Cover Stories with Chess Life #33: Adisa Banjoko
Jan 5th, 2021 by US Chess
If Jazz is America’s first great cultural export to the world, hip-hop is its second, and perhaps most important.
From its earliest days, emerging from DJ and MC battles in the south-south Bronx, the rise and growth of hip hop music and culture has been exponential, and today there is no corner of the globe where hip hop has not taken root, often in surprising ways. Originally born from the grinding experience of 1970s urban American life, today’s hip hop is a true creolization of cultures, mutating and transforming itself as it is constantly reinvented by its new fans and practitioners.
There are few who are as important in the history of hip-hop as is Robert Diggs, known to the world as RZA from Wu-Tang Clan. The main producer for most of the Wu-Tang’s albums, RZA is also an MC, a student of world religions and meditation, a practitioner of the martial arts, and a chess player.
Chess has long been intertwined with hip-hop culture and the Black American experience, from the barbershop like the one run by my friend Jerome Helm here in Omaha – check him out in the January issue of Chess Life Faces column – to the halls of academia, as shown by my old colleague Dr. Tommy J. Curry in his 2008 article “Hip Hop Tactics.” That’s in the Philosophy Looks at Chess volume edited by Ben Hale, where my “Garry Kasparov is a Cyborg” article can also be found.
What becomes apparent, when reading RZA’s books like the Tao of Wu and when reading this month’s Chess Life cover story, written by our guest Adisa Banjoko, is that chess and hip-hop are tied together, and that chess can be much more than the staid enterprise we sometimes limit ourselves to in our imagination.

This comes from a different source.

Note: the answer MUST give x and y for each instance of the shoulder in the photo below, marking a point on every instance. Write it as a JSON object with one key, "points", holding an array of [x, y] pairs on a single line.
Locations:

We saw part of that in The Queen’s Gambit, a topic that Adisa talked about at length in a recent podcast episode (#141 of The Bishop’s Chronicles). We see a lot more of it in the interview, which ties chess to spirituality, the martial arts, and diet – veganism and tea. It’s a very different vision of our game than the hegemonic image would indicate, and I think a vision that we would all do well to consider these days.